When I interviewed Christofferson
about his book, he offered several examples of how statistics and
removal of human biases can be used in the same way to improve
inefficiencies within the medical system. For example, the diabetic drug
metformin has “massive repositories of data” suggesting it can be
useful against a plethora of chronic diseases, including cancer, and
it’s extremely affordable.
The reason it’s rarely prescribed for any of these other indications
is because there’s a financial motivation to capitalize on more
expensive treatments, even if they don’t work well. By focusing on
undervalued treatments and low-cost prevention, health care costs could
be driven way down, while simultaneously improving patient outcomes.
Another example comes from Geisinger Health in Pennsylvania. By
introducing a Fresh Food Farmacy for Type 2 diabetics, Geisinger Health
was able to reduce its per-year outlays and cost for Type 2 diabetics by
a whopping 80%. Patients with prediabetes or Type 2 diabetes are given a
prescription for fresh, whole foods, and allowed two free meals a day
from the Farmacy, along with intensive care and educational support.
A third example is Intermountain Health. In addition to paying its
doctors a fixed salary plus bonuses based on patients’ health outcomes,
they also assess differences between treatments to see which works best.
For example, patients are always given antibiotics before surgery,
but it’s never been established when the optimal time to administer the
drugs is. Intermountain compared medical records, finding the optimal
time was two hours before surgery, which cut their surgical infection
rate by more than half.
Bias Corrupts and Corruption Is Inherently Destructive
These are all examples of how we can effectively and efficiently move
medicine forward. By silencing debate and discussion, and by ignoring
data and statistics, which has become the norm in this COVID era, the
conventional health care system is headed for collapse.

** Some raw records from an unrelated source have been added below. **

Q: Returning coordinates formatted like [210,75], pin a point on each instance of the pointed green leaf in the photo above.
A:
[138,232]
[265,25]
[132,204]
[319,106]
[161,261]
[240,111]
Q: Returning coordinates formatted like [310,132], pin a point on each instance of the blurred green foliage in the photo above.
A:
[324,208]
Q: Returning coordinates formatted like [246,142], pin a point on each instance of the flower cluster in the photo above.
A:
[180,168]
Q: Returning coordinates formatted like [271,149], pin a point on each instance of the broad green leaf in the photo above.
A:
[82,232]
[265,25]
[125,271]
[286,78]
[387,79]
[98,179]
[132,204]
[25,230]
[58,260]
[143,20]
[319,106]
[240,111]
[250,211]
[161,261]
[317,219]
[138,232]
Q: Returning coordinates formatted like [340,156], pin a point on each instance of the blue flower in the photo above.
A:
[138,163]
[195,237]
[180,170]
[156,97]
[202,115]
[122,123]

This seems particularly true when you consider hospitals have, over
the past two years, completely shredded patients’ trust by mistreating
and outright killing COVID-19 patients with the most dangerous
treatments available. Rather than collaborating with peers, most doctors
have blindly followed financially-driven and politically biased
protocols handed down from the reigning “priesthood,” and the results
have been nothing short of disastrous.
Speaking of disastrous, California has introduced a bill8
that will strip doctors of their medical licenses if they express
medical views that the state does not agree with, basically reducing
medicine to a state-sanctioned one-size-fits-all endeavor. Absolutely
nothing good can come of such a plan. I discussed this in “Bill Seeks to Muzzle Doctors Who Tell the Truth About COVID.”

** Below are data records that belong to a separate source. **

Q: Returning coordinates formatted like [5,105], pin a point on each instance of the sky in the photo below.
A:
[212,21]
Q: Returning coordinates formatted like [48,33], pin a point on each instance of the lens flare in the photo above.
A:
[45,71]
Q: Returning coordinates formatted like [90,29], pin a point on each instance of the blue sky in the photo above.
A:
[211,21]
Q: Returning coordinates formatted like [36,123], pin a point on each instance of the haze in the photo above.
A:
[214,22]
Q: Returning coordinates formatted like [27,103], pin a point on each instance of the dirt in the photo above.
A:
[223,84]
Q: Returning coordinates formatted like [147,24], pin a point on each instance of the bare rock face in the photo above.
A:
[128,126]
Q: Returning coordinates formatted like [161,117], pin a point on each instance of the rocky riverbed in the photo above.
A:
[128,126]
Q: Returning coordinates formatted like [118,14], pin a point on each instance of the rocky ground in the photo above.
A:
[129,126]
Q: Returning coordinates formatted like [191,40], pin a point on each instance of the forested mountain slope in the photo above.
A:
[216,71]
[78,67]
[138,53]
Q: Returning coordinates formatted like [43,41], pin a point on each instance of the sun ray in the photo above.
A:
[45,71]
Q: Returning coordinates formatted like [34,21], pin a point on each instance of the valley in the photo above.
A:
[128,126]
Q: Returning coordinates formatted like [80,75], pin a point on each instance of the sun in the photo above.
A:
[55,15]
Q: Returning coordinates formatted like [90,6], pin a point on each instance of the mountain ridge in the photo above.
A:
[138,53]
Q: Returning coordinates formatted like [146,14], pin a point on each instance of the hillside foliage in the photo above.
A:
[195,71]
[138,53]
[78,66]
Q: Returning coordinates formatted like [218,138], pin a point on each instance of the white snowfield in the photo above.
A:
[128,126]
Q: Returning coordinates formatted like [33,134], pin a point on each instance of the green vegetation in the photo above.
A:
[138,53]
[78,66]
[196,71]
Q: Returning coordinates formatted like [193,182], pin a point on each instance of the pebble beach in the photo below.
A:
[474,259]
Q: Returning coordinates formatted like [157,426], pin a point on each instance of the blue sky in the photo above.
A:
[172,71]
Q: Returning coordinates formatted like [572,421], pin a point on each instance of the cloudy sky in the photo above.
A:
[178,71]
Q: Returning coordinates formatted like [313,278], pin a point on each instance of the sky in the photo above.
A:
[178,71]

This bill, AB-2098, was passed by House vote (53 to 20), May 26, 2022, and is currently in the Senate.9
If this law is passed in California, we will probably begin to see
similar or identical bills introduced in other states as well.

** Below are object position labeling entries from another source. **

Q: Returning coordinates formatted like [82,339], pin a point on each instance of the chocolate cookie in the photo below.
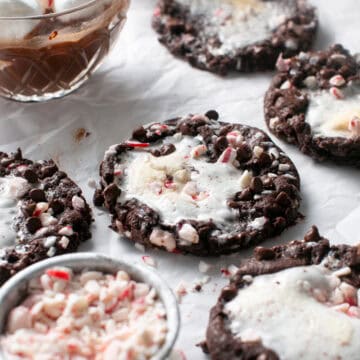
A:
[295,301]
[235,35]
[43,213]
[197,185]
[314,102]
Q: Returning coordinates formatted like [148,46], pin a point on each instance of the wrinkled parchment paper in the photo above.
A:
[141,82]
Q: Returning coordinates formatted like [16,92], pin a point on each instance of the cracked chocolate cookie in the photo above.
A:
[295,301]
[235,35]
[197,185]
[42,213]
[314,102]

If your trust in doctors has already waned, implementation of such a
law is sure to carpet bomb whatever trust is left into oblivion, because
all you’ll be able to get, no matter who you go to, is the
state-sponsored opinion. What happens then? How do we care for our
health if our doctors are legally prevented from giving us their best
advice? This is such a radical departure from sanity and sound practice
that it’s hard to even imagine what medicine will look like at that
point.
The answer, I believe, will be for good, caring medical professionals
to start building parallel health care systems, such as those detailed
in Christofferson’s book, “Curable.” We may also have to take on greater
responsibility for finding solutions to our own health problems. “Take
control of your health” has been my motto and tagline since I started
this website, but it’s more important now than ever.
In years past, one of the greatest risks a patient faced was a doctor
lacking nutritional know-how. In the future, the greatest risk could be
doctors outright lying to you, even to the point of sending you to a
more or less certain death, just to stay in practice. I hope it won’t
come to that. But prevent it, we must resist and oppose these kinds of
treacherous plots wherever and whenever they crop up.